On Tuesday, October 24th, Hunter Gardner, Associate Professor & Classics Program Director in the Department of Languages, Literatures, and Cultures at the University of South Carolina, traveled to Wake Forest University to give a presentation to students and faculty titled, “Bringing Out the Dead: Pestilence and the Body Politic in Latin Literature.” Prior to her talk, the department hosted a small luncheon with Professor Gardner and students from Professor Gellar-Goad’s “Latin Readings: Lucretius” course. This was a great opportunity for students to speak one-on-one with a Classics professor from another University. They had a chance to discuss Lucretius, Vergil, the profession of Classics, and how to pursue further studies in Classics both as a career and as a non-career calling. This luncheon was made possible thanks to a grant from CAMWS, The Classical Association of the Middle West and South.

Pictured here (from left to right): Student Emelyn Hatch (’20, Classical Languages: Latin major), Professor Hunter Gardner, Professor Gellar-Goad, student Mark Brown (’18, Double major in Politics & Int’l Affairs and Latin)

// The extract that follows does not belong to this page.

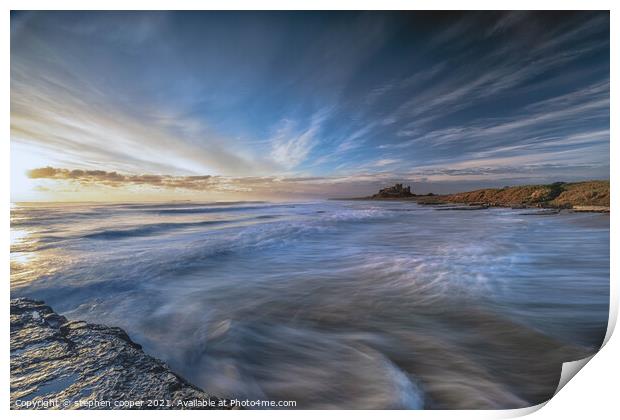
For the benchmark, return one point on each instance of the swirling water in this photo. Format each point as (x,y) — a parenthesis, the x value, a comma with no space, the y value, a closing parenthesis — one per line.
(334,304)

On Tuesday, November 14th, Professor Scott DiGiulio from Mississippi State University presented “Gellius, Pliny the Younger, and the Reception of Quintilianic Rhetoric” via video conference.  In the picture below, Visiting Assistant Professor Dominic Machado introduces the speaker, Professor Scott DiGiulio, to the attending Classics professors and students.

On Thursday, November 30th, Professor Robyn Le Blanc from the University of Greensboro presented “Relocating Andromeda: Greco-Roman Myth and Heroes in Roman Iudaea, Syria Palaestina, and Arabia.

On March 13th, “Aristotle’s Silver Mean” was presented by Visiting Fellow Dan Russell. 

On April 25th, “Fathers, Sons, and Similes in Homer Odyssey 16” was presented by Deborah Beck, Associate Professor, Dept of Classics, University of Texas at Austin, via video conferencing.